Pam’s Story

Canon Pam Reed

Retired Vicar of St George’s, Chesterton

I had just had my 7th birthday in April 1945 when all this happened. I had just returned from being evacuated to my grandma’s in Scotland, where we had been during the war since we were bombed out early 1940 when I was 18 months old. We returned to London to live with my mother’s brother George and sister Daisy. My father, who was in the Navy, was killed just before the end of the war when HMS Penelope was sunk in the Mediterranean.

The day started quietly. The only noise was the bottles in the dairy at the beginning of Tudor Road where we lived in Upton Park E6, just up the road from West Ham football ground. Families had all gathered round their radios expectantly, hoping for better news which turned out to be good. We soon moved out into the street where we were greeting everyone with joy and speaking to neighbours of our relief that the war was over. It was ended, so Winston Churchill had announced.

The next thing was three men calling to speak to my Mum. As dad had been killed it was not such a celebration for her with two girls to bring up, but they hoped she would join in the celebrations. They were preparing a street party that night and wanted to be sure she and the twins’ mother, who had lost her husband, would join in the celebrations.
True East End style of caring and being protective – remembering those in not such a good place – being mates.

Everything started to happen. The window opposite came out and so did the piano onto the street then the stool. The joanna was soon put to use. The flags and bunting appeared and VE signs were painted on the door post in dots and dashes and put by the front doors. They would sing Daisy Daisy and dance the Lambeth Walk up and down the street. The beer barrel appeared on the wall and two large Pearly Queens sat down on the wall in their large hats with ostrich feathers and jackets with pearl buttons sewn on them. It was a sight to behold.

Everyone dressed up as best they could on the wartime rationing and recycled curtains. I was invited to sit and chat with them and they offered me a slurp of their beer – I have never drunk beer since. It put me off for life. With exhaustion we went to sleep in the early hours of the morning. The excitement and drink kept us going.

Our men were still where they were serving and those lucky enough would soon be returning home. In the following days we went to Buckingham Palace to see the King and Queen and the Princesses on the balcony. The lights went on again and Trafalgar Square was lit up with the fountains playing.
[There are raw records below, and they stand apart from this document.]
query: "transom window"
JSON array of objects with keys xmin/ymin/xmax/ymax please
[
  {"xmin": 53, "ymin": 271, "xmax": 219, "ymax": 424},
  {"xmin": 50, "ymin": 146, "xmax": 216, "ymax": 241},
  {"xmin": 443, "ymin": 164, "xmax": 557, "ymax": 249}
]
But East End folk would have to have a street party for their kids. This took time to arrange. It was fancy dress and entertainment for us all. Kids would do their party pieces. There were sausages, sandwiches, jelly and blancmanges and a cake with icing like a Union Jack. We had our pictures taken.

So much fun in all the deprivation and destruction of wartime bombing but it would lift us and take us through the rebuilding of property and lives. We went to see processions through London streets of soldiers, sailors and air men and the women who served and brought our nation through it all. Air raid wardens, firemen, ambulance men and women. The barrage balloons and gun emplacements that protected us, as we had faced the bombing and destruction to pull together and overcome. Saint Paul’s had stood out in the middle of London’s bombsites as a sign of indestructible hope for the future.